By Maggie Farrand
In February 2011, local and national elections took over the political scene in Chad. From February through June, the National Independent Electoral Commission (CENI) will conduct three nationwide elections: legislative elections on February 13, the first round of presidential elections on April 3, and local elections on June 26.
These three elections come after much debate and delays to the electoral timetable. Originally, the elections were planned for late November 2010, but CENI announced a delay in September, due to “constraints encountered throughout the (electoral) process,” according to the former CENI President, Ngarmajiel Gami. Another short postponement of the elections came in January after Mr. Gami’s dismissal from his position as the head of CENI.
Counterpart International is implementing Promoting Elections, Accountability and Civic Engagement (PEACE) in Chad, a two-year program funded by the US Agency for International Development (USAID). The goal of this program is to promote broader citizen participation in democratic processes through peaceful, free and fair legislative and presidential elections. Counterpart will support and assist CENI in various areas of election process communications and administration, including media outreach, voter education, voter complaint mechanisms and post-election evaluation.
Counterpart has been working closely with CENI to enhance their capacity to effectively administer electoral processes. In November 2010, Counterpart signed an Equipment Grant Agreement with CENI that provided the Commission with twenty-five desktop computers, three laptop computers, a generator, a hard disk Multimedia Storage, an inverter, a UPS and a voltage regulator.
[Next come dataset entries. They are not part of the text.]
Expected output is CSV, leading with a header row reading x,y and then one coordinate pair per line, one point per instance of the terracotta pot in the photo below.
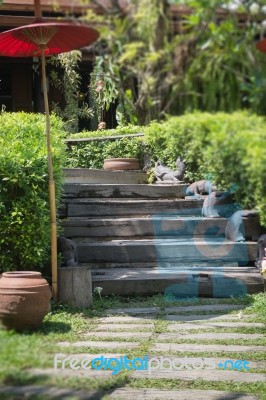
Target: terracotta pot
x,y
121,164
24,299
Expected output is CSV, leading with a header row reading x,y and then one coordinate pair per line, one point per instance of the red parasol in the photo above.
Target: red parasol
x,y
262,45
41,39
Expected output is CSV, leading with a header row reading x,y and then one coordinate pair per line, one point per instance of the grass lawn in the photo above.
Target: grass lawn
x,y
20,352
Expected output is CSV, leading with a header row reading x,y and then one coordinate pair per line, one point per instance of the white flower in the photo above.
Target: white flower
x,y
254,8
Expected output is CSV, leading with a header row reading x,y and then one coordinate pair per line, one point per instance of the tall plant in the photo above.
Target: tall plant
x,y
225,71
211,64
134,56
66,77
A second delivery of computers, printers and media equipment is scheduled to be delivered to CENI in February 2010.
Counterpart has also worked alongside CENI to develop and print a polling guide, a voter education handbook and an election formulas guide, which outlines the rules and regulations related to voting operations and the counting process in Chad. The guides were distributed to each polling center in Chad. L’Express, a Chadian magazine, will publish the guides in its February monthly magazine.
Together with the Electoral Institute for the Sustainability of Democracy in Africa (EISA), Counterpart provided training to members of CENI and the Bureau Permanent des Elections (BPE) using the election formulas guide. This training explained the legal methodology of counting seats according to election results and Chad’s election laws.
Counterpart will continue its election administration assistance to CENI as it implements the upcoming presidential and local elections and as CENI begins to strengthen its capacity to oversee all electoral operations.
Photo © CENI.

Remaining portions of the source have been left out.